The compliance of inhaled preparations has a great impact on the treatment effect of COPD, and poor compliance may bring more treatment costs on AECOPD. High adherence of ICS/LABA combinations could reduce the relative risk of hospitalized AECOPD by 34.8%, and the mean 1-year per-patient hospitalized AECOPD costs by 37.8% in a retrospective cohort database study in China.37 The effect of drugs could not be separated from compliance, but the evaluation of drugs could be more accurate only on the premise of good compliance. Considering that introducing compliance into the model would make the parameters too complex, the model assumes that the compliance of the two groups was consistent and good.

COPD is a smoking-related disease. Studies have shown that there were differences in the decline of FEV1 between smokers and non-smokers.38 The rate of decline in FEV1 among sustained quitters was half the rate among continuing smokers, 31±48 versus 62±55 mL (mean 6 SD), comparable to that of never-smokers with mild-to-moderate airway obstruction.39 There were few studies on the decline of lung function in Chinese smoking patients, which needed further investigation. So, the changes of lung function whether related to smoking were not considered. It may be a better research direction to carry out subgroup analysis on smoking, non-smoking population and second-hand smoke exposed population for the economic evaluation of inhaled agents in the treatment of COPD in the future.

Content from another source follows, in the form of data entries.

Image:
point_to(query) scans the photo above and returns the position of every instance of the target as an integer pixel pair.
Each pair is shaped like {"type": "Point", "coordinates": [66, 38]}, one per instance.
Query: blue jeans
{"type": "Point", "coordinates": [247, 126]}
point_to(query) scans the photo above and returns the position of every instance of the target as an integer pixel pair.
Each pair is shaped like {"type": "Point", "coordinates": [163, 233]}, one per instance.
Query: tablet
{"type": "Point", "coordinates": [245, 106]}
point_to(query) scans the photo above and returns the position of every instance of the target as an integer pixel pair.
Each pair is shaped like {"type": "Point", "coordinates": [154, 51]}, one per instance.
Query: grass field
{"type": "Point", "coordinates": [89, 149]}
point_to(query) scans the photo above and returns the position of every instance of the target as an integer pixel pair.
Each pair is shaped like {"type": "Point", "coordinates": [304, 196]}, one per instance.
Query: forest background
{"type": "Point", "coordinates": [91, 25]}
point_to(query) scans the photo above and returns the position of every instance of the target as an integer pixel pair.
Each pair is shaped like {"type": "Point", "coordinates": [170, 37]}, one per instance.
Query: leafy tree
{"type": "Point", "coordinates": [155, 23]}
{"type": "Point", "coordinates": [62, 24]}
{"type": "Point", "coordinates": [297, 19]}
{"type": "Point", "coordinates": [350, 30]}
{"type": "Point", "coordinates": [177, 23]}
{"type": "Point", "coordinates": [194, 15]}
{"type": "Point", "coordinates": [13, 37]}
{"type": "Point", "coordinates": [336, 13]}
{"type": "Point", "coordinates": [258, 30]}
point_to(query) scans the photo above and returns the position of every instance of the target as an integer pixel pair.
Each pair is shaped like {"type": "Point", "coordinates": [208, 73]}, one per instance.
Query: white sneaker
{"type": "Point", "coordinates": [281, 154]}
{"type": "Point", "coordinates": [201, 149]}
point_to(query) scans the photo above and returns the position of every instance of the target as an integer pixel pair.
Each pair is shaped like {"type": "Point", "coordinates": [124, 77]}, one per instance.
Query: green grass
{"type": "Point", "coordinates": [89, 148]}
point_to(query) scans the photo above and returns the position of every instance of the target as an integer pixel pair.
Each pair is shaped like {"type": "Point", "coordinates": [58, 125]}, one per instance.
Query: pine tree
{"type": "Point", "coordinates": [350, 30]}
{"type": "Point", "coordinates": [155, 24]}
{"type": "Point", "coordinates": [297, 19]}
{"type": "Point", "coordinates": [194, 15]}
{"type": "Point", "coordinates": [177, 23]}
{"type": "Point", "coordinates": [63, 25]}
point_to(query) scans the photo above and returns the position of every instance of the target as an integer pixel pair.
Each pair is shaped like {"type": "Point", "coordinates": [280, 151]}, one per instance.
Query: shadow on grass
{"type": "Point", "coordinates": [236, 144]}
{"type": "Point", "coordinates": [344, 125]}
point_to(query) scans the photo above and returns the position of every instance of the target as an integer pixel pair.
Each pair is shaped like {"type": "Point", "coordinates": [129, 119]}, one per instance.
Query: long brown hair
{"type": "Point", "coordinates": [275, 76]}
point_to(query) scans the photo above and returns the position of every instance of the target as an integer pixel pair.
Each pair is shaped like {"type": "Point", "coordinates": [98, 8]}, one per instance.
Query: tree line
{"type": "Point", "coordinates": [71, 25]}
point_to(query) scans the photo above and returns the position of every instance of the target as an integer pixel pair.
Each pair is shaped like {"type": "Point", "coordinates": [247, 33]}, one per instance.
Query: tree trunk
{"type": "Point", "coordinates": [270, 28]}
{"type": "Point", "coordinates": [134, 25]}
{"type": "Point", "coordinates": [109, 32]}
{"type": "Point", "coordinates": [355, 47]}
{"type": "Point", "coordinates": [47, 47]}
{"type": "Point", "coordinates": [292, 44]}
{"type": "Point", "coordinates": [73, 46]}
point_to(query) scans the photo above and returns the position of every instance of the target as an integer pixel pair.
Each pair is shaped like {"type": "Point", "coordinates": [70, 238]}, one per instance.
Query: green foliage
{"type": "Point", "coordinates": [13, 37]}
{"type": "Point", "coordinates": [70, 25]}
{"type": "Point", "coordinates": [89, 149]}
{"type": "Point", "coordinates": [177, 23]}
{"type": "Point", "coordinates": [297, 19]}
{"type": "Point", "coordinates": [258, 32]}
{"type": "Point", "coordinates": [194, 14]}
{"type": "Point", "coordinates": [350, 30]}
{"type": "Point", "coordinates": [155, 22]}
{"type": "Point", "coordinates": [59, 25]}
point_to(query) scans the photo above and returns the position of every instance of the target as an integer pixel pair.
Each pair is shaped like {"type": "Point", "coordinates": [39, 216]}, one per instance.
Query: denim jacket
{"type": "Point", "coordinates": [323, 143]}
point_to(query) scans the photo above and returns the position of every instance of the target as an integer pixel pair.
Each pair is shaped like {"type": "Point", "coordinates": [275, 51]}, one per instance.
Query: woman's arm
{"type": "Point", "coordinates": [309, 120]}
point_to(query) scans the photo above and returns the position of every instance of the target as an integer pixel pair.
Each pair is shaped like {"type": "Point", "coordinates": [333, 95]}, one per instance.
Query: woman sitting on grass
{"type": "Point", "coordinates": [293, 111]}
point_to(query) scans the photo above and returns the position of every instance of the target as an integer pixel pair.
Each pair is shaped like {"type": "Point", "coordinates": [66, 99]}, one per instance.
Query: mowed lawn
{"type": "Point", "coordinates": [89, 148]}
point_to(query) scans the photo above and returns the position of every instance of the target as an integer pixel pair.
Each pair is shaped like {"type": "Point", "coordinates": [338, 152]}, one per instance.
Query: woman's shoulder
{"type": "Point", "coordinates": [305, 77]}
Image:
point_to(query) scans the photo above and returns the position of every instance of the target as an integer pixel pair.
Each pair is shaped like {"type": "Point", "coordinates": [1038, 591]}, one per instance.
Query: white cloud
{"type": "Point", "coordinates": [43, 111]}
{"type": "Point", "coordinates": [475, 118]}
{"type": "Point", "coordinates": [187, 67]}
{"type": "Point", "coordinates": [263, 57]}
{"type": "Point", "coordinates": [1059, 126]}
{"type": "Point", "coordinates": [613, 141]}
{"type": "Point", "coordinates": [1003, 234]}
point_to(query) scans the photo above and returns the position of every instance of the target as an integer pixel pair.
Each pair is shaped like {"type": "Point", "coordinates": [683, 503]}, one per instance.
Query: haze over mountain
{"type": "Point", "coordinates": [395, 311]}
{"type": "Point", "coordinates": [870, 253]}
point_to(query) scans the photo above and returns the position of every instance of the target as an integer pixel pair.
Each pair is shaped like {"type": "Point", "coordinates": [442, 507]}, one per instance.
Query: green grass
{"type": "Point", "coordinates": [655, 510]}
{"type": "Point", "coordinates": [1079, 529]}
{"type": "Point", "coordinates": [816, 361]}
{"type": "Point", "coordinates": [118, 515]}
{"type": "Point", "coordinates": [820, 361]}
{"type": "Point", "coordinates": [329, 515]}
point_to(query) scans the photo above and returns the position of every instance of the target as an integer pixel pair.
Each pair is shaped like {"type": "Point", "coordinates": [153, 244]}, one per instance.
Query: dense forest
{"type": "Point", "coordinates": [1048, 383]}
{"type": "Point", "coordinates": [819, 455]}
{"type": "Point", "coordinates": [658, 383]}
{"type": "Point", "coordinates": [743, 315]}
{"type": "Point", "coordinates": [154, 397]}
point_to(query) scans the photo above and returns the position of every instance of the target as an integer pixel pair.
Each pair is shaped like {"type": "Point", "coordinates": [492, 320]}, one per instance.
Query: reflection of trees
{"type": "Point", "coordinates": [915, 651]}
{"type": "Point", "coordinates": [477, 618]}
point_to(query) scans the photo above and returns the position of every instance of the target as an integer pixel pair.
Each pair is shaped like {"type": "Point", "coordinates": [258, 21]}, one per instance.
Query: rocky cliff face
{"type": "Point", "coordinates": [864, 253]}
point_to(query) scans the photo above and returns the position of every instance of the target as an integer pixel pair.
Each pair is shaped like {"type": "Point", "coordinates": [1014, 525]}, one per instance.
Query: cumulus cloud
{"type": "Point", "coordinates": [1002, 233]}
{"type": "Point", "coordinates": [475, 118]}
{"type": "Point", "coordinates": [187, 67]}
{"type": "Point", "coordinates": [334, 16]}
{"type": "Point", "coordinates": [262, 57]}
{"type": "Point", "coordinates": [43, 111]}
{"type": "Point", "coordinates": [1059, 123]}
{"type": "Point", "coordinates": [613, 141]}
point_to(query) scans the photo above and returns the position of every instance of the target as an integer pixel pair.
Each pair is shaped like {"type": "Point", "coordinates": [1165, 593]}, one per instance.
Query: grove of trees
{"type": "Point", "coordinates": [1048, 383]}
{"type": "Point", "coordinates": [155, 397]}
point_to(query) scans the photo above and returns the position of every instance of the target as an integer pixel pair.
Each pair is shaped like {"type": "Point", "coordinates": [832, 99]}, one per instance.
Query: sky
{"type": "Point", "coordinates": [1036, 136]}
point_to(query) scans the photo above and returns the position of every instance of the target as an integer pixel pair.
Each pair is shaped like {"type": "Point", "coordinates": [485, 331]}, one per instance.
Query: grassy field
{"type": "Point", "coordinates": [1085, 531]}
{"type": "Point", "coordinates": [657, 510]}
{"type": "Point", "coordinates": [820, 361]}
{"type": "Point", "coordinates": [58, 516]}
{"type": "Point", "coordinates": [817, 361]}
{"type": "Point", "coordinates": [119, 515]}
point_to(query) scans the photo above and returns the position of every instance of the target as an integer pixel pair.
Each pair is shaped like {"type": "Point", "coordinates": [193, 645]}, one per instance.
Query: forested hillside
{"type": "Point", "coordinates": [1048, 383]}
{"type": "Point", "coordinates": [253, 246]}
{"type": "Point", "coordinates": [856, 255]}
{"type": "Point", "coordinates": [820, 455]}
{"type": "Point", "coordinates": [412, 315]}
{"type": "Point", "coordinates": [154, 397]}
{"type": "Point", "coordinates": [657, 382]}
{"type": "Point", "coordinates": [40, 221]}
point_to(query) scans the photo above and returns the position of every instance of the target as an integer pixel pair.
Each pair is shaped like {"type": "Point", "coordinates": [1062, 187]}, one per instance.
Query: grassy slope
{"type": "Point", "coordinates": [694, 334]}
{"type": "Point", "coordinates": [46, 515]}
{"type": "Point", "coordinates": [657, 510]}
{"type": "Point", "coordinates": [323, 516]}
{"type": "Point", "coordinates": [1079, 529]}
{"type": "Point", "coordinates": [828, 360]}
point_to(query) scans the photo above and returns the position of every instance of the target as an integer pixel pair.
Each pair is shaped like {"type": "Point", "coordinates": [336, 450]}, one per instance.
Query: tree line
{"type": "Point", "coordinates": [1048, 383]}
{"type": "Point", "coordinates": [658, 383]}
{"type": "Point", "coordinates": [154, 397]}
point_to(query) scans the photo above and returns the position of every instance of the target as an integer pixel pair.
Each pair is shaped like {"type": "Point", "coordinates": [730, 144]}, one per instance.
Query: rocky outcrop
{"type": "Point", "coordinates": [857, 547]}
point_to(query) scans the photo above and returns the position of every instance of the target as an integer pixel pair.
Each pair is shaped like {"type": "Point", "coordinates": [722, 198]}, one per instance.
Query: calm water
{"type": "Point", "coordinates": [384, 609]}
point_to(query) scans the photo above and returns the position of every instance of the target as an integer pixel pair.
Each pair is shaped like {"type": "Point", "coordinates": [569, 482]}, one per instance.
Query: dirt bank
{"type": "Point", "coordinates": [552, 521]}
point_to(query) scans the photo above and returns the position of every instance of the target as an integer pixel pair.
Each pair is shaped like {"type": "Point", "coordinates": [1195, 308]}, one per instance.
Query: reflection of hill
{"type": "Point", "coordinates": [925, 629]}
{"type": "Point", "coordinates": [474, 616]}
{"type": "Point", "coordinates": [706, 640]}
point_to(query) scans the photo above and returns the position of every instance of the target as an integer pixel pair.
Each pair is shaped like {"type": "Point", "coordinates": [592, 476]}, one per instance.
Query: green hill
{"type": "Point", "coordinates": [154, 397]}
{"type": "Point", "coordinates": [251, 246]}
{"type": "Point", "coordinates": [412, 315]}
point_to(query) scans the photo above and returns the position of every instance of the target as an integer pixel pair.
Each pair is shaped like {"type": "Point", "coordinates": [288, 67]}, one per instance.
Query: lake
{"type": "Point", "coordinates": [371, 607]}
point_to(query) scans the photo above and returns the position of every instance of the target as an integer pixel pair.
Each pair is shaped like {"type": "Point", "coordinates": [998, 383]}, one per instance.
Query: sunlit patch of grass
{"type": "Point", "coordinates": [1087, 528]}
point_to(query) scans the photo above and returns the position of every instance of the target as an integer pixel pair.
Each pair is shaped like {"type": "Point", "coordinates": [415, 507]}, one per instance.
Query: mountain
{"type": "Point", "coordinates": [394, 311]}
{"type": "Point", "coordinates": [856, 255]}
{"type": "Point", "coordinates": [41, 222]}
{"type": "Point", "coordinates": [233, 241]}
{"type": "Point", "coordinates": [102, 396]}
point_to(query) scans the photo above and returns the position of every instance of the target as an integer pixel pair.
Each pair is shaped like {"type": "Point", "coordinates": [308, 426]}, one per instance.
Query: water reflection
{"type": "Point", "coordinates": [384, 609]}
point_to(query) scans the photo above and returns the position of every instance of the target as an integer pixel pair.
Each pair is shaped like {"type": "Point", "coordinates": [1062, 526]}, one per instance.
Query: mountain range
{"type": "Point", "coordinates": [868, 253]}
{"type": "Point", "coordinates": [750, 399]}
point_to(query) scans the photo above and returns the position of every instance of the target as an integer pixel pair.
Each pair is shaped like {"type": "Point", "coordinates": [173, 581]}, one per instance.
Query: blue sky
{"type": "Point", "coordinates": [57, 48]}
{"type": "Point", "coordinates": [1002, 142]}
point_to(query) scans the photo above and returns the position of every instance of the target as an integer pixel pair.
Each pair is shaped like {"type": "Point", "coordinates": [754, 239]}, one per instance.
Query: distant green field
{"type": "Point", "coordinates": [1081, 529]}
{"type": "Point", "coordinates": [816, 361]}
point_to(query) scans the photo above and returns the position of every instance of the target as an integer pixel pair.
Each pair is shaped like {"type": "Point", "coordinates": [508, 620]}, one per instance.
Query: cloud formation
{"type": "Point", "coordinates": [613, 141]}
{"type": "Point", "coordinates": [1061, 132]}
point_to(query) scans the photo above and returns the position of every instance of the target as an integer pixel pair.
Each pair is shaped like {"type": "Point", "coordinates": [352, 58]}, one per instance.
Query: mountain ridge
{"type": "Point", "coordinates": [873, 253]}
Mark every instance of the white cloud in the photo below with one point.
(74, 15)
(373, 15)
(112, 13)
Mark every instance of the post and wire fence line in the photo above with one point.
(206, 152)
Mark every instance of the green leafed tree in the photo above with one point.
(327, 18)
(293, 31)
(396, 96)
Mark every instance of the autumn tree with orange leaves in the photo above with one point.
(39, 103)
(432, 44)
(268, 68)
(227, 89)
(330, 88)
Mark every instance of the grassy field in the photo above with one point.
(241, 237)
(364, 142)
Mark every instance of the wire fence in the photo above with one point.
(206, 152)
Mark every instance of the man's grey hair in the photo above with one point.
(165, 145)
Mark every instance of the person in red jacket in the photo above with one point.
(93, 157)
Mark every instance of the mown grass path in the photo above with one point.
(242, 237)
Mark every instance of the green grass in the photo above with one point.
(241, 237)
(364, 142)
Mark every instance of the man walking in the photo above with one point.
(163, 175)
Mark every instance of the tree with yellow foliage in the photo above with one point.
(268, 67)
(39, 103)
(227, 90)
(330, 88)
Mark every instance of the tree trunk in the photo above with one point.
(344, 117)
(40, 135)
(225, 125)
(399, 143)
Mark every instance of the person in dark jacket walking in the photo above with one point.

Despite the abovementioned limitations, the assumptions considered in the present model appeared to be reasonable and passed the model validation. The sensitivity analyses confirmed the robustness of the results. Future research could focus on the impact of drug price changes on economic evaluation results, especially when China’s medical insurance policy and drug policy change greatly.

Conclusion

In this economic evaluation from a Chinese health system perspective, TIO/OLO FDC could reduce the exacerbation risk, but it was expensive and not cost-effective. Results of this analysis suggested that TIO/OLO FDC was not the first choice for patients with moderate to very severe COPD in China, and the drug company needed to reprice drugs.

Ethics Statement

This study was approved by an institutional review board from the Third People’s Hospital of Chengdu and conducted in accordance with the Declaration of Helsinki. This article is based on previously conducted studies and does not contain any new studies with human participants or animals performed by any of the authors, therefore ethical review was exempted.

Author Contributions

All authors made a significant contribution to the work reported, whether that is in the conception, study design, execution, acquisition of data, analysis and interpretation, or in all these areas; took part in drafting, revising or critically reviewing the article; gave final approval of the version to be published; have agreed on the journal to which the article has been submitted; and agree to be accountable for all aspects of the work.

Funding

This work was supported by Sichuan Provincial Health Commission [grant numbers 18PJ539, 2018].

Disclosure

All authors have no conflicts of interest to declare in this work.